BOWIE – With the city’s next election in November approaching, several members of the city council have already started announcing their intentions to run again. Councilmember James Marcos became the first official to announce his fall candidacy, announcing he will run for an at-large seat on the council after serving the city’s first district since […]
BOWIE – With the city’s next election in November approaching, several members of the city council have already started announcing their intentions to run again.
Councilmember James Marcos became the first official to announce his fall candidacy, announcing he will run for an at-large seat on the council after serving the city’s first district since 2007.
“I’d been contemplating moving up the large seat since Todd (Turner) had talked about vacating his seat and moving up to county council,” Marcos said. “It seemed like the next logical step to help everybody.”
Marcos said he feels “very competent in the way that I governed this district” and thinks he can be a bigger asset to the city in an at-large seat.
“My very conservative financial approach, being accessible to the people of Bowie with having a business here and not only being born and raised here but having the business here kind of gives me more of a reason to really try to make this the best city it can be,” he said.
Marcos said he plans to keep moving forward with smart government and smart financial budgeting as his platform.
“Bowie is one of the few municipalities that has been able to weather the economic downturn and stay on good footing, stay with a great bond rating and every year produce a very conservative budget that concentrates mostly on the services that the people expect,” he said.
Marcos said he could not comment on who he would like to see run for his current seat.
Councilmember Diane Polangin confirmed she will run for re-election with a platform of “running for the people” and what they want her to do. Polangin said she had originally decided to not run again, but she changed her mind.
“My constituents have been asking me to run again, so I will,” Polangin said. “When you run for office, it’s not what you want, it’s what your constituents want. I’m a big advocate for senior housing. Why? Because my constituents want senior housing, so how would I help them if I said no?”
Polangin said election year is “always exciting” but she cautioned candidates to be careful about the promises they make.
“People will promise you things that it is not in their jurisdiction to do,” she said. “So you have to listen to your gut and make sure that people are not just promising you the moon and are unable to deliver it.”
Councilmember Henri Gardner said will run for re-election with the goal of alleviating the tough times people experience.
“These are still difficult times,” Gardner said. “And I’m working to continue to prevent any increases of city taxes and to continue to work to provide the services that our residents have come to depend upon, such as our snow removal, leaves removal and twice-weekly trash collection.”
Gardner said he also wants to continue to work on bringing more job opportunities to Bowie.
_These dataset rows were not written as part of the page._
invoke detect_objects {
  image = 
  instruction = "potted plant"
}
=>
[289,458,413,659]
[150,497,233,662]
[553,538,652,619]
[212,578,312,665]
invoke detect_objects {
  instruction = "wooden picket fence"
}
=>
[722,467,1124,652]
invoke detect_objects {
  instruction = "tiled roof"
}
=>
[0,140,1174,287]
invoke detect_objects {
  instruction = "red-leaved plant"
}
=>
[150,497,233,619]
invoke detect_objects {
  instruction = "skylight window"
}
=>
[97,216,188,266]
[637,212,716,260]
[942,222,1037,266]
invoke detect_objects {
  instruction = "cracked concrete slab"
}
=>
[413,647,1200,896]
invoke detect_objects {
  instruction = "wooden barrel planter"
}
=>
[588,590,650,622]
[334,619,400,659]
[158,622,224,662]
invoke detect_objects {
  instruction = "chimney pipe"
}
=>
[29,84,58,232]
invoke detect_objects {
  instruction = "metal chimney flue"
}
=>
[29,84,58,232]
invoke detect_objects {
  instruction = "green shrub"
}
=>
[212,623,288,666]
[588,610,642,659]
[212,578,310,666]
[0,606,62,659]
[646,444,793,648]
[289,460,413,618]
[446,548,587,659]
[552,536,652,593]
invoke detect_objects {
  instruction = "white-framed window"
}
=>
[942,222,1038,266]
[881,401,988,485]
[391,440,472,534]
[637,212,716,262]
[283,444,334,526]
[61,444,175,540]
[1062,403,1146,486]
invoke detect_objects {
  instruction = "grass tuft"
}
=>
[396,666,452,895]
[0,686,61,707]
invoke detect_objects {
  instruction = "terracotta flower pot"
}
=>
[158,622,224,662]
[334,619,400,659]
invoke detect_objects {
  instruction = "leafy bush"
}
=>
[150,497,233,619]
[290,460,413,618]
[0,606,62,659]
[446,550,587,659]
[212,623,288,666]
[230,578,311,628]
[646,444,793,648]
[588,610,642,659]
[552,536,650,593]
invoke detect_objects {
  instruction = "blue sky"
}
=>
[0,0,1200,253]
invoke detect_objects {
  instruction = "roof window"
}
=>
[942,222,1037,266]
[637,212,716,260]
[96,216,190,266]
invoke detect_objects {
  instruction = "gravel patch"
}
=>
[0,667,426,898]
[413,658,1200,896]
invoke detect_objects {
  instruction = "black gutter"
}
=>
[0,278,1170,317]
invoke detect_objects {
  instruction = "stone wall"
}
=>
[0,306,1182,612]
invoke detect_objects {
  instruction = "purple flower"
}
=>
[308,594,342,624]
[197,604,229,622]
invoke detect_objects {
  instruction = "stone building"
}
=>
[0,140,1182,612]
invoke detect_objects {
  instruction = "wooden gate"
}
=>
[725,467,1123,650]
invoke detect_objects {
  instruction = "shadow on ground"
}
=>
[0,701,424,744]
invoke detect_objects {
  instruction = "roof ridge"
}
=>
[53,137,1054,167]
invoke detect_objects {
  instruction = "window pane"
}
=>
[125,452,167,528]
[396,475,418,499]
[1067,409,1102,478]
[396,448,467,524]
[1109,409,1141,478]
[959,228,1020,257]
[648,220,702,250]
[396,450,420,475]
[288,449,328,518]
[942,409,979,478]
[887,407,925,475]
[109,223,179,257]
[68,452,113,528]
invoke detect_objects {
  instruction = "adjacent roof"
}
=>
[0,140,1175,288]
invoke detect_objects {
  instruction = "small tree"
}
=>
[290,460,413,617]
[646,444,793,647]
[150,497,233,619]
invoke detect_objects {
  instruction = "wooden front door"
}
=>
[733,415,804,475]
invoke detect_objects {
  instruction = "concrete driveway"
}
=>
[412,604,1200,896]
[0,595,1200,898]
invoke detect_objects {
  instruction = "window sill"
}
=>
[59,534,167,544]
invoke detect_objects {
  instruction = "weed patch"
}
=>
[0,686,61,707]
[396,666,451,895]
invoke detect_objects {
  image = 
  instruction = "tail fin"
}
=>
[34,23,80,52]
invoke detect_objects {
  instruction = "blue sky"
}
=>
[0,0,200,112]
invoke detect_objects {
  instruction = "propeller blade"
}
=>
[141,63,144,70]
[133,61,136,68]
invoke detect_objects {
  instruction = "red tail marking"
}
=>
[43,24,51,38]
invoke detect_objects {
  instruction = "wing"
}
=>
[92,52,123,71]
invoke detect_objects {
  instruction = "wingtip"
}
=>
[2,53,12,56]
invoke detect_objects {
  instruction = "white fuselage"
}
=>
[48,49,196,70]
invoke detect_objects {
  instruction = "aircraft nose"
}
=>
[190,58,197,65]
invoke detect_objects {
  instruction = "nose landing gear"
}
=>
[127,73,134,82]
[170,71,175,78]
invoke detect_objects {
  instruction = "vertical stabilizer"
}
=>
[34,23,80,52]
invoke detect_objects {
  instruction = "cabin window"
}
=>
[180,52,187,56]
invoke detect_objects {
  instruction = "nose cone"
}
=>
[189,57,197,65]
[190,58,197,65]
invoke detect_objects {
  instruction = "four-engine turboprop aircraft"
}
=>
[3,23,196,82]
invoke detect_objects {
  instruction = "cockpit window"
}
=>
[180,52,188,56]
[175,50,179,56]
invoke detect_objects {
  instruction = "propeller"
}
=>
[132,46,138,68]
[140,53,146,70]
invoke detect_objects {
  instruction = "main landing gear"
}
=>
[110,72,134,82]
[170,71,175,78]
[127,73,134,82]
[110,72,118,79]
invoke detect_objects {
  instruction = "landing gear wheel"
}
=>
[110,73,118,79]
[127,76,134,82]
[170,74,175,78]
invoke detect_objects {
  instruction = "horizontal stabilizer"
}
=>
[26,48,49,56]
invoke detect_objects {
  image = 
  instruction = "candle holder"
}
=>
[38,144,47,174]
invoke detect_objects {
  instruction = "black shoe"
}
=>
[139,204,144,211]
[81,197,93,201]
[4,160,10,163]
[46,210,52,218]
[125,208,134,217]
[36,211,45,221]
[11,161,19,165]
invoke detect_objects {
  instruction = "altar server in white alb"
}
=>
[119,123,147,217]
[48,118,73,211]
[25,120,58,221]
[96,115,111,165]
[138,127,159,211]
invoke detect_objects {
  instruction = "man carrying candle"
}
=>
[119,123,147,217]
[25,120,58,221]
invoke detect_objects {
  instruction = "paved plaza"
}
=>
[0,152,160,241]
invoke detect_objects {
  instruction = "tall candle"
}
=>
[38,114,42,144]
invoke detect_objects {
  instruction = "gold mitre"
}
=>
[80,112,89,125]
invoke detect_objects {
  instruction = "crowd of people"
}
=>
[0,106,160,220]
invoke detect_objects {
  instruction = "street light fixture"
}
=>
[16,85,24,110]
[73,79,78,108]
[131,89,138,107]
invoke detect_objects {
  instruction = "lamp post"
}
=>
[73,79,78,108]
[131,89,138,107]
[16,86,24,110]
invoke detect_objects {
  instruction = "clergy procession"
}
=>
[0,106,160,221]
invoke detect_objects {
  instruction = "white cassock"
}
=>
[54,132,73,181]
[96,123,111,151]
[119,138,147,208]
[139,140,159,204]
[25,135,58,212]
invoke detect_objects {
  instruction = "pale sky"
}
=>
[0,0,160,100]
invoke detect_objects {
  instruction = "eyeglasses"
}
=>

“What I’ve done is I’ve gone to many of the metropolitan area’s largest employers and have asked them if they have job openings,” Gardner said. “I’ve pounded the pavement myself by going and meeting with employers in person while also speaking with people over the phone and asking them if they’d be interested in coming to a free job fair within the city of Bowie.”
Councilmember Dennis Brady told The Sentinel he plans to run for reelection and build on the the work he has done for the past 10 terms.
“It seems long but at the same time it seems like it’s passed by quickly and I plan on continuing the good work that I’ve done,” Brady said.
Councilmember Isaac Trouth declined to comment now and said his campaign will make an announcement in the upcoming weeks.
The council’s newest member, H.L. Dufour Woolfley, Jr. said he intends to make good on his promise to run for reelection even though he has not filed the necessary paperwork yet.
Mayor G. Frederick Robinson, who has served in his role since 1998, said he could not comment on his intentions but plans to make an announcement in the coming weeks.
“I will announce it probably sometime in April,” Robinson said. “I don’t have a comment right now.”